Sarà uno dei primi compiti per il Tavolo regionale delle Disabilità, quello di mettere mano al Programma regionale di attuazione della legge 112/2016, approvata lo scorso giugno, la cosiddetta Legge sul dopo di noi.  Infatti il decreto ministeriale del 23 novembre 2016,   fissa i requisiti per l'accesso alle prestazioni a carico dell'apposito Fondo istituito dalla legge e stabilisce la ripartizione tra le Regioni delle risorse per l'anno 2016, con un importo complessivo di 90 milioni di euro, di cui oltre 6 milioni per il primo anno vanno alla Puglia.
Nei sei articoli che compongono il decreto e che vanno a delineare con precisione i vari aspetti previsti dalla legge, alcuni punti salienti: l'introduzione del "Budget progetto" cioè l'insieme di risorse umane, economiche, strumentali utili alla costruzione di un progetto personalizzato che deve assicurare "la più ampia partecipazione possibile della persona con disabilità grave" e tenere conto dei suoi desideri e delle sue aspettative. Il decreto, all'articolo 3, precisa cosa potrà essere finanziato con il fondo a disposizione: si tratta soprattutto di progetti/percorsi/programmi per supportare, accrescere l'autonomia finalizzata alla gestione della vita quotidiana e della promozione dell'inclusione sociale. Sempre l'articolo 3 descrive le caratteristiche che dovranno avere gli alloggi: potranno viverci non più di 5 persone che avranno la facoltà di portarsi i propri mobili. Saranno quindi piccole case o appartamenti preferibilmente situati in zone residenziali, aperti al contesto di riferimento affichè gli ospiti possano continuare a coltivare relazioni e legami già in essere. I ricoveri in struttura non spariranno ma potranno essere effettuati solo in situazioni di emergenza e in via temporanea. Chi potrà accedere al fondo? L'articolo 4 definisce alcune categorie che avranno la priorità, fra cui: chi è privo di risorse economiche, chi ha perso entrambi i genitori oppure, se in vita non sono in condizioni di garantire il sostegno necessario, le persone già inserite in strutture residenziali dalle caratteristiche molto lontane da quelle della casa familiare. Il decreto poi promuove il protagonismo delle famiglie. All'articolo 4 comma 4 si legge "le Regioni promuovono altresì interventi volti al riutilizzo di patrimoni per le finalità del decreto presente, resi disponibili dai familiari o da reti associative di familiari di persone con disabilità grave in loro favore, indipendentemente dai criteri di priorità".

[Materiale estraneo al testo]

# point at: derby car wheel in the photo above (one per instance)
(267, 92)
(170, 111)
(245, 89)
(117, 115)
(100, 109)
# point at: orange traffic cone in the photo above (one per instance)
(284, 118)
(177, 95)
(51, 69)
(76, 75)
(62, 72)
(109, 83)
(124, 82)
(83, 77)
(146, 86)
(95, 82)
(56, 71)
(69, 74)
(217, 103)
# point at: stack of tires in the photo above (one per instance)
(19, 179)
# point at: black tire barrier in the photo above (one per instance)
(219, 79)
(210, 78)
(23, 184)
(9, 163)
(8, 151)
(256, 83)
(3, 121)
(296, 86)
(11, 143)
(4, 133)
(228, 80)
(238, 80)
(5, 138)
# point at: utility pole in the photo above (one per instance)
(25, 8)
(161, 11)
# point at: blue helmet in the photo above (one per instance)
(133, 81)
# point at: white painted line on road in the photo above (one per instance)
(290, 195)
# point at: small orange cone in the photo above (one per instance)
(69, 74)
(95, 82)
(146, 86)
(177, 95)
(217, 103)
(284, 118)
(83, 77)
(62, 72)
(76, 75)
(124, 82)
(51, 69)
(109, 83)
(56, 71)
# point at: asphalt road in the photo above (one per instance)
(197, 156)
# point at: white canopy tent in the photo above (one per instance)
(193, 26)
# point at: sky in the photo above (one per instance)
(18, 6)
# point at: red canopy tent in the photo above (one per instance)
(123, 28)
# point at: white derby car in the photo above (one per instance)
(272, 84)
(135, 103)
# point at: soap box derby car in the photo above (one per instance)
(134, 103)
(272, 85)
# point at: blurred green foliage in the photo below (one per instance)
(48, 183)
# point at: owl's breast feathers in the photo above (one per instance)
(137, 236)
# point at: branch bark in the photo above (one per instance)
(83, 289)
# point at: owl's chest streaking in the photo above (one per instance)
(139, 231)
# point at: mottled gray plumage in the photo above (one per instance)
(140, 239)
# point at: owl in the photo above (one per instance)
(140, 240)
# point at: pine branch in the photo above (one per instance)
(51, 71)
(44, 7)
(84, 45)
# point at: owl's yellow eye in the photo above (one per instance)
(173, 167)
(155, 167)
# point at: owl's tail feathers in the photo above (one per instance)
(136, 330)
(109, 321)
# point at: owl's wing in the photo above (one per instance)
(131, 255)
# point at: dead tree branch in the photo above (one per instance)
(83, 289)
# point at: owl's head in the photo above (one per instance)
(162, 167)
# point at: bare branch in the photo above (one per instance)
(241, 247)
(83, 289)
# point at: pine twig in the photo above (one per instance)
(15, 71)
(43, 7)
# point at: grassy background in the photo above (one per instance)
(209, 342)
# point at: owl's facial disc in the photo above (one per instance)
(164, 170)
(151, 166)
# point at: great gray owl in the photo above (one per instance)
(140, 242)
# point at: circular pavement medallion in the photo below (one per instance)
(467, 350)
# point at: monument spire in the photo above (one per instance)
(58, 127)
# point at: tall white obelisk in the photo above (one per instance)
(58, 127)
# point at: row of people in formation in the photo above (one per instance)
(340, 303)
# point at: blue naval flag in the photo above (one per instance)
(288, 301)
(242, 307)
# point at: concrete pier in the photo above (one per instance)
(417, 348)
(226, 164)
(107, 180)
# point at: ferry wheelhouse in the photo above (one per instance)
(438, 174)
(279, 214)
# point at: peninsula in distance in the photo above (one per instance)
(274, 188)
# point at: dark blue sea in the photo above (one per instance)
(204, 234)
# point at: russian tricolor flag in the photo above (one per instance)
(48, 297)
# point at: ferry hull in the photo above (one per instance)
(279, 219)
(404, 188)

Al tavolo regionale per le Disabilità, che si è insediato lo scorso 24 ottobre, dunque il compito di provvedere alla concertazione delle azioni che porteranno alla definizione del Piano regionale per il Dopo di Noi, secondo le previsioni del decreto e che in Puglia vedrà una sostanziale continuità con gli investimenti già effettuati per la rete di comunità alloggio, gruppi appartamento e comunità socioriabiliatative, e avrà diversi punti di contatto con le iniziative sulla Vita Indipendente.